Lo que tardamos en invertir para una transición verde ordenada desde inicios de milenio –hoy se mantienen los subsidios e inversiones en el sector de los combustibles fósiles y prácticas tan contaminantes en todas direcciones como el fracking y la prospección en arenas bituminosas, seguimos talando extensivamente selva tropical que es un ecosistema difícilmente sustituible–, lo que se llama “mitigación”, quizá sea necesario multiplicarlo varias veces en décadas próximas en medidas emergentes de adaptación. Porque hace años conocemos el problema, sabemos lo que se debe hacer y contamos con la tecnología para irlo haciendo. Hemos perdido tiempo. ¿Por presiones económicas y políticas? ¿Presiones del mercado? ¿Porque los procesos y el consenso y los cambios de modelo toman tiempo? ¿Porque hay la secreta esperanza en que, de pronto, una tecnología milagrosa o un portento de geoingeniería detendrá el problema o lo aliviará, o en que, al ritmo actual, igual alcanzaremos el cero neto hacia 2050?

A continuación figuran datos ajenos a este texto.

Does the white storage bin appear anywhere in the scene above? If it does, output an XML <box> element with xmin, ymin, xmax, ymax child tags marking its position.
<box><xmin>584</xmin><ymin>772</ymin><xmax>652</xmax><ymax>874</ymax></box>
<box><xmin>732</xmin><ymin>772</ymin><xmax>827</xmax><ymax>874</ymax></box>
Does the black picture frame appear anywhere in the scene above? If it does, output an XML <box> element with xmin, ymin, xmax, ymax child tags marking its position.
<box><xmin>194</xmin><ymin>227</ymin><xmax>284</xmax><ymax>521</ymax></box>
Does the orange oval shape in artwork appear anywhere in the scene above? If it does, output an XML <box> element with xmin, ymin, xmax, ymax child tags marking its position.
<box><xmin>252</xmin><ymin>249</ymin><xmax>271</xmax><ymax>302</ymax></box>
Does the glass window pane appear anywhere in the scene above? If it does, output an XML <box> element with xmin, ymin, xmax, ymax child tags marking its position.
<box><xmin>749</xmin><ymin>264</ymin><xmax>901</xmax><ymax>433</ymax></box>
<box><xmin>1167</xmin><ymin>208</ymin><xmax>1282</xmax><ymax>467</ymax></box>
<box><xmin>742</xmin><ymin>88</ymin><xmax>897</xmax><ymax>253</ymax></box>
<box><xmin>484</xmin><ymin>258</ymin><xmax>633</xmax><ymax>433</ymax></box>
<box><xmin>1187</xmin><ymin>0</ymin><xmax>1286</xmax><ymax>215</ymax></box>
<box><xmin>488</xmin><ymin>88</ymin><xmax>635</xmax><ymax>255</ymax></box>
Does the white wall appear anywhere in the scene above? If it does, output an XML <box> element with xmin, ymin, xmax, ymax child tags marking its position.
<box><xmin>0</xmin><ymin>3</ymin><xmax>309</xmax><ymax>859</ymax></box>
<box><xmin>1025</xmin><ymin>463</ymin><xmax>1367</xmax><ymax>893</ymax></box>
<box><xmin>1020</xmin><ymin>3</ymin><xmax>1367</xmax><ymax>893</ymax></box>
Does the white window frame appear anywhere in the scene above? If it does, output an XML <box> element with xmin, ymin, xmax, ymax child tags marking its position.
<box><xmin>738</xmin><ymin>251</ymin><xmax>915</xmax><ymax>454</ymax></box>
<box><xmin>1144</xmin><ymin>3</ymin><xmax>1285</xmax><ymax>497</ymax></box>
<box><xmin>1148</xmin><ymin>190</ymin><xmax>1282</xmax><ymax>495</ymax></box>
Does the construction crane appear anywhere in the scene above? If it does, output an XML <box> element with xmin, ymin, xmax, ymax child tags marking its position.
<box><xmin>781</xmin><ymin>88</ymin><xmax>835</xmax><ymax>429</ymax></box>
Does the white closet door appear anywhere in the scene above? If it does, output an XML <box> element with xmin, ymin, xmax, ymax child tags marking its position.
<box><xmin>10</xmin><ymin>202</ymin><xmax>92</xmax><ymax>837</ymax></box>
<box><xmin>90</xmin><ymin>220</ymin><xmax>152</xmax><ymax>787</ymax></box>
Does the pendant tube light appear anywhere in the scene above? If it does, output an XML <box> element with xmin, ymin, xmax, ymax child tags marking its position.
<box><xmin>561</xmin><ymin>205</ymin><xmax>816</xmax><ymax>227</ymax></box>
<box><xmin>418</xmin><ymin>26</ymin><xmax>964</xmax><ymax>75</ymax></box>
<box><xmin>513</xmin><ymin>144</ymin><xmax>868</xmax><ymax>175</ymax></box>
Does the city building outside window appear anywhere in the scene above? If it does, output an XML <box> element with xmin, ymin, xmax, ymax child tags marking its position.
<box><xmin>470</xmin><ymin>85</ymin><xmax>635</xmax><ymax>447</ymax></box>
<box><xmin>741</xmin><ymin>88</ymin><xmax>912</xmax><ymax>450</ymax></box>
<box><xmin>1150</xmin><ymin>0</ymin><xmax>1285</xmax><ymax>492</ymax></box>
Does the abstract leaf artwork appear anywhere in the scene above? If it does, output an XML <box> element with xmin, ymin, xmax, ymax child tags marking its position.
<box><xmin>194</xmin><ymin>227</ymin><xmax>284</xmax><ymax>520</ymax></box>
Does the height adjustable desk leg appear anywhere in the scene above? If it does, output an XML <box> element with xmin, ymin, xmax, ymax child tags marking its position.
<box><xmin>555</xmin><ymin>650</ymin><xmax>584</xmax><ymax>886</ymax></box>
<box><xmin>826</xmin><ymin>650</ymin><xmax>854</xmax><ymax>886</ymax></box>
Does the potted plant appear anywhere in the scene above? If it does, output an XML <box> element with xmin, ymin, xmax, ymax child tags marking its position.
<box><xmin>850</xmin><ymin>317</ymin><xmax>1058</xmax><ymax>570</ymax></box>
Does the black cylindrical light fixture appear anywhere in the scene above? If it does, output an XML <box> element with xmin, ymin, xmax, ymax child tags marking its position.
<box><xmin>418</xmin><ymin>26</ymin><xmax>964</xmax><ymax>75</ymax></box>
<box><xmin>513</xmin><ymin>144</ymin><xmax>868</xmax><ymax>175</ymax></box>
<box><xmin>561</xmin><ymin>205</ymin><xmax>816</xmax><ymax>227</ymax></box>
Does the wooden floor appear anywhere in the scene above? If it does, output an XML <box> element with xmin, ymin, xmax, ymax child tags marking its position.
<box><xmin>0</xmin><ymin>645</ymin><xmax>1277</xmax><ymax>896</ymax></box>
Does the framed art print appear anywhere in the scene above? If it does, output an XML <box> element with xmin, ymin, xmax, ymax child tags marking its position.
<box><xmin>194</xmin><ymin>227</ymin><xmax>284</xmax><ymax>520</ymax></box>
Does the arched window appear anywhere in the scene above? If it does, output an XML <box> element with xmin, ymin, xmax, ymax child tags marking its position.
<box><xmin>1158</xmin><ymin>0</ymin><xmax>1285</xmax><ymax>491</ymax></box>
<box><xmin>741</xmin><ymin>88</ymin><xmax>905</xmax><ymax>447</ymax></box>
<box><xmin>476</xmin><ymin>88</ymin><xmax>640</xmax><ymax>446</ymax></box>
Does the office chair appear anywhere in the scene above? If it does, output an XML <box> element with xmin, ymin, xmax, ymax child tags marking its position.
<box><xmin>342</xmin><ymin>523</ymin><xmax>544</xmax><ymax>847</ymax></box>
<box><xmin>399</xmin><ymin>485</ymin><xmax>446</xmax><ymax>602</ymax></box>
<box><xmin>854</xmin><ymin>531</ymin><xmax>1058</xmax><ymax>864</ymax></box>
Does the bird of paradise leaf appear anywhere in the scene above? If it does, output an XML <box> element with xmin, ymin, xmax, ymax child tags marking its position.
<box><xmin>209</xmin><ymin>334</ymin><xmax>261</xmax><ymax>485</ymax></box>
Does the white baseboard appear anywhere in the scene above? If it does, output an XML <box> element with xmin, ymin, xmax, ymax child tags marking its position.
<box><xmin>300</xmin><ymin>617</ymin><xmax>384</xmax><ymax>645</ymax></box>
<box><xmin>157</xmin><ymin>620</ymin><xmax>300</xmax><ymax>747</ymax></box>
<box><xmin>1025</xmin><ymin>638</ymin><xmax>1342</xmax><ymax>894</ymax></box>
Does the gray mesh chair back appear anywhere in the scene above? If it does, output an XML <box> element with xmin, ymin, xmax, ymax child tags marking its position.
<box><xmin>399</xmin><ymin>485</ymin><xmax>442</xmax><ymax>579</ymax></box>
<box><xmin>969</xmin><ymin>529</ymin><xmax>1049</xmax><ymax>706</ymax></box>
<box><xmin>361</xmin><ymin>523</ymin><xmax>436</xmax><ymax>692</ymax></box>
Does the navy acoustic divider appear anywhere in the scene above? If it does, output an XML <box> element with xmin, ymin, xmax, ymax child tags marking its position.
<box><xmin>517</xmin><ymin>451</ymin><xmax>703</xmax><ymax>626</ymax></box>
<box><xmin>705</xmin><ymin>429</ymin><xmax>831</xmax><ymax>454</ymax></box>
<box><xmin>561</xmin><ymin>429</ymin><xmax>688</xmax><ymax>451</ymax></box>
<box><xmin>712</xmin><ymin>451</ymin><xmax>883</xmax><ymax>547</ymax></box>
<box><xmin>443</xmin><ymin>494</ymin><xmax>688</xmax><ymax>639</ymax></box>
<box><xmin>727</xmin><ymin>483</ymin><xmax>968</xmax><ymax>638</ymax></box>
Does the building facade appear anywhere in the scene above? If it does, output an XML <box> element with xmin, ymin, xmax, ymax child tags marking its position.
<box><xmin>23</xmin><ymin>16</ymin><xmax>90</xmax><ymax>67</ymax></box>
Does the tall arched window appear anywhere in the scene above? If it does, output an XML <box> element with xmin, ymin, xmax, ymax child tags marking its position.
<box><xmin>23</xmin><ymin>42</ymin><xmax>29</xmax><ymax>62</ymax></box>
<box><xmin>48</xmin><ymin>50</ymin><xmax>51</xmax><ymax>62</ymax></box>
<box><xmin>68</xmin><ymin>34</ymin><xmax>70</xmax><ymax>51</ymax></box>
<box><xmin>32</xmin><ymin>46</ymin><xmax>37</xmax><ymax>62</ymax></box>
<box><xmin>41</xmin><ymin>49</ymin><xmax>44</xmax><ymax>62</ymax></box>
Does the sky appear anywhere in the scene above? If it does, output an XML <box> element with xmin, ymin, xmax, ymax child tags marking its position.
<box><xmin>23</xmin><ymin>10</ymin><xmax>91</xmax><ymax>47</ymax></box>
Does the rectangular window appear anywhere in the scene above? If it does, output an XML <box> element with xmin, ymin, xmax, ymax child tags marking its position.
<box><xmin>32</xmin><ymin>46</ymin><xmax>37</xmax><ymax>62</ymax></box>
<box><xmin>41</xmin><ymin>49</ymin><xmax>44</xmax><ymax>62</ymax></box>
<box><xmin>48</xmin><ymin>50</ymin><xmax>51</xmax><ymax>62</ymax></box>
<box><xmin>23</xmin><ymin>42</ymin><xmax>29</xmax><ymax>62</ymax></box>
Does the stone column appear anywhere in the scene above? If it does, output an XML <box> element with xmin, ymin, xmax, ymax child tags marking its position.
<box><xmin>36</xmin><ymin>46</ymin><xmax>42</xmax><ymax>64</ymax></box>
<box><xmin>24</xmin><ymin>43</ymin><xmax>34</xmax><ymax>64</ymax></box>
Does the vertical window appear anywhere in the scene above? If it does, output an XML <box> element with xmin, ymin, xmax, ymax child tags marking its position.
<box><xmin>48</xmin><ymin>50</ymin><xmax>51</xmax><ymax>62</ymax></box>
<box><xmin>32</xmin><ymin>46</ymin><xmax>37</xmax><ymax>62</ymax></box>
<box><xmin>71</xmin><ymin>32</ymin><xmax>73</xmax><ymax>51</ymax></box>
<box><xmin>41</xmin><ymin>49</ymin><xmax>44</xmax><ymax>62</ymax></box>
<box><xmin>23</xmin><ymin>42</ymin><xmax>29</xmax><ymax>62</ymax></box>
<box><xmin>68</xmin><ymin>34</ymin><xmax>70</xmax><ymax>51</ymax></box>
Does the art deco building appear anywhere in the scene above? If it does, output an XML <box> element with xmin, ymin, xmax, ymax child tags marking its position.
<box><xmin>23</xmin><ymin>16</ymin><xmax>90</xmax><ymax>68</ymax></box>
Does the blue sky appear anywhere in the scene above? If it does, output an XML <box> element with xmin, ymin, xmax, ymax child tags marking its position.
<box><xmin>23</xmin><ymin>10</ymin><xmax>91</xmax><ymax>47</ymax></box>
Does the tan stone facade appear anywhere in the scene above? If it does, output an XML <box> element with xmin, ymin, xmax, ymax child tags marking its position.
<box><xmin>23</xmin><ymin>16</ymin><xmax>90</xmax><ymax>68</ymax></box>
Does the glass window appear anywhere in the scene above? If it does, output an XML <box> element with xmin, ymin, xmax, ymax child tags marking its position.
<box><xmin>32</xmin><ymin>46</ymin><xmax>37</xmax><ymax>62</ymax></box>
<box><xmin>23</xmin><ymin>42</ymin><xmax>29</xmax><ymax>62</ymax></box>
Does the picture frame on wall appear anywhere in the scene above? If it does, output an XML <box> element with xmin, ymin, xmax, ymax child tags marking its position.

Hoy, las advertencias y alertas siguen sonando más alto que las soluciones y los pasos adelante. Porque el cambio que se necesita es global y profundo, casi drástico. Hay que cambiar profundamente la matriz energética, el modo productivo y de vida de la civilización humana, y empezar a hacerlo, en todos los frentes, con todos los aportes y medios posibles, donde mayores sean las posibilidades de financiamiento y tecnología.
Aun en medio de la emergencia, de la alarma, los científicos afirman que aún hay tiempo. Hay que ser optimistas en que podremos cambiar las cosas, y confiar en la resiliencia de la naturaleza.
El planeta (nuestro único planeta) de noche. La mayor marte de la composición está en sombras. Los mares, las selvas tropicales o ecuatoriales, bosque boreal, el Ártico y Groenlandia, la Antártida…
Ahí está el balance, las ruedas del reloj planetario que mantienen andando el mecanismo cuya estabilidad está amenazada hoy. Hay que salvar esas zonas para que podamos seguir viviendo en las zonas con luz, pero cada vez más sosteniblemente y teniendo muy presente que no se trata de nosotros contra la naturaleza, ni siquiera de nosotros y la naturaleza, sino de nosotros (en la naturaleza).